Para o juiz, só haver audiência de custódia em dia útil também explica a diferença. “No plantão, o preso também pode conseguir liberdade provisória ou relaxamento da prisão, sem passar por custódia.”

Universalização

Para o defensor público Vitore Maximiano, que atua no Fórum Criminal da Barra Funda, na zona oeste de São Paulo, “o Tribunal de Justiça tem de correr para que todos sejam levados (ao juiz), sem exceção, ou estaremos criando uma desigualdade de direitos”. Além do alto custo por preso, ele destaca que o ingresso no sistema penitenciário também facilita a cooptação de pessoas para o crime organizado. “Todos vimos o que tem acontecido nos presídios”, diz. 

Faltam três fases para a universalização do programa em São Paulo. Daqui a uma semana, o TJ-SP quer ampliar para outras 11 circunscrições judiciárias, entre elas Sorocaba, Bauru e Presidente Prudente. Em maio, entram mais 12 regiões, incluindo Franca, Marília e Presidente Venceslau. As últimas 11 circunscrições, entre elas Americana, Jales e Itanhaém, serão incorporadas em agosto.

Em nota, a Secretaria da Segurança afirma que a ampliação do programa não impacta o orçamento da pasta nem prejudica o atendimento policial para a população. “A Polícia Civil é responsável pela escolta de presos das delegacias até o Fórum, enquanto a PM se responsabiliza por eles enquanto permanecem à disposição da Justiça”, diz.

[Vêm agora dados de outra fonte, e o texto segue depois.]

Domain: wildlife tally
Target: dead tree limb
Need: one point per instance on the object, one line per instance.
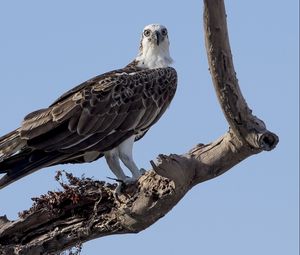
(86, 209)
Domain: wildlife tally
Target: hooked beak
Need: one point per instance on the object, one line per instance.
(158, 38)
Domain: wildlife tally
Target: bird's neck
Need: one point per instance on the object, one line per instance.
(154, 57)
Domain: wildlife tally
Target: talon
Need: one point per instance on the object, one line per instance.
(142, 171)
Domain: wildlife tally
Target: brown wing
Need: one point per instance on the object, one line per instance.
(99, 115)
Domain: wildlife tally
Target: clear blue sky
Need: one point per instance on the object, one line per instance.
(48, 47)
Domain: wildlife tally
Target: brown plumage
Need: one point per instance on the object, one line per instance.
(94, 116)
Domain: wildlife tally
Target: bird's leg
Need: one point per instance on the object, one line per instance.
(125, 154)
(112, 159)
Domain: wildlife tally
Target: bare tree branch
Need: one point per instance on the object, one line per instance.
(86, 209)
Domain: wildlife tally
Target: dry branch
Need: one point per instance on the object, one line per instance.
(86, 209)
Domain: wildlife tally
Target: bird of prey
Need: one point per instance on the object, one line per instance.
(103, 116)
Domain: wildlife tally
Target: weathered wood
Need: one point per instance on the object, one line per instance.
(86, 209)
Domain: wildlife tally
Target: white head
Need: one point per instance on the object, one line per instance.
(154, 47)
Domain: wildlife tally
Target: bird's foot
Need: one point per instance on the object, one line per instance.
(124, 183)
(142, 171)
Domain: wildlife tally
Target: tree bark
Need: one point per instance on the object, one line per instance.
(86, 209)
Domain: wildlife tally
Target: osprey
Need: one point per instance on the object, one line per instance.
(103, 116)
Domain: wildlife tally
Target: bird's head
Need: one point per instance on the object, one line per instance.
(154, 47)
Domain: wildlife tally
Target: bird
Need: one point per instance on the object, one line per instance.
(101, 117)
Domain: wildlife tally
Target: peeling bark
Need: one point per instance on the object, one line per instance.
(87, 209)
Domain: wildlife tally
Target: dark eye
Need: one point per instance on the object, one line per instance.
(147, 32)
(164, 32)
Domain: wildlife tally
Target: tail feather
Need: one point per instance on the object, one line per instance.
(25, 163)
(10, 144)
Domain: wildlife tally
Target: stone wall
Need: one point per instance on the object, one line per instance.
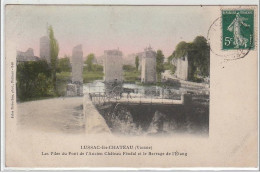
(113, 66)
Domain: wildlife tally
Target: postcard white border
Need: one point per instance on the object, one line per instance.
(110, 2)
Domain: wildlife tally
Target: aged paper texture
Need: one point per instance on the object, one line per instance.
(131, 86)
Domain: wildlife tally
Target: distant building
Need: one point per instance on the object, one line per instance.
(113, 66)
(45, 50)
(182, 67)
(148, 69)
(77, 64)
(76, 87)
(26, 56)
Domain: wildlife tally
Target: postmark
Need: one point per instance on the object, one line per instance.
(229, 44)
(237, 29)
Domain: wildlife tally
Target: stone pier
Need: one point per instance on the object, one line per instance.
(76, 87)
(94, 122)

Já a SAP fala que “não há aumento de custos, e sim redução, pois os números gerais de inclusão demonstram a diminuição na entrada de presos”.

Audiência em fim de semana e feriado fica para outubro

O Tribunal de Justiça de São Paulo quer implementar as audiências de custódia em fins de semana e feriados em outubro. Dessa forma, a mudança também garantiria o funcionamento durante o recesso do Judiciário, quando os presos deixam de ser apresentados presencialmente ao juiz. Segundo o presidente do TJ-SP, Paulo Dimas, o procedimento vai aumentar em cerca de 40% os custos do Tribunal com as audiências. “Nossa preocupação é levar a todas as comarcas e, depois, fazer todos os dias.”

Hoje, há apenas os plantões judiciários, em que os juízes decidem pela prisão preventiva ou por conceder liberdade provisória pela leitura do flagrante. “Esse procedimento é muito mais frio. Quando fazemos visitas ao CDP Pinheiros (na zona oeste) e encontramos alguém que cometeu um crime de menor potencial ofensivo, quase 100% das vezes essa pessoa foi presa em fim de semana e não passou por audiência de custódia”, afirma o defensor público Vitore Maximiano.

O TJ-SP afirma que o cronograma de adoção das audiências foi submetido ao Conselho Nacional de Justiça (CNJ) e aprovado. O órgão é responsável por fiscalizar o programa no País.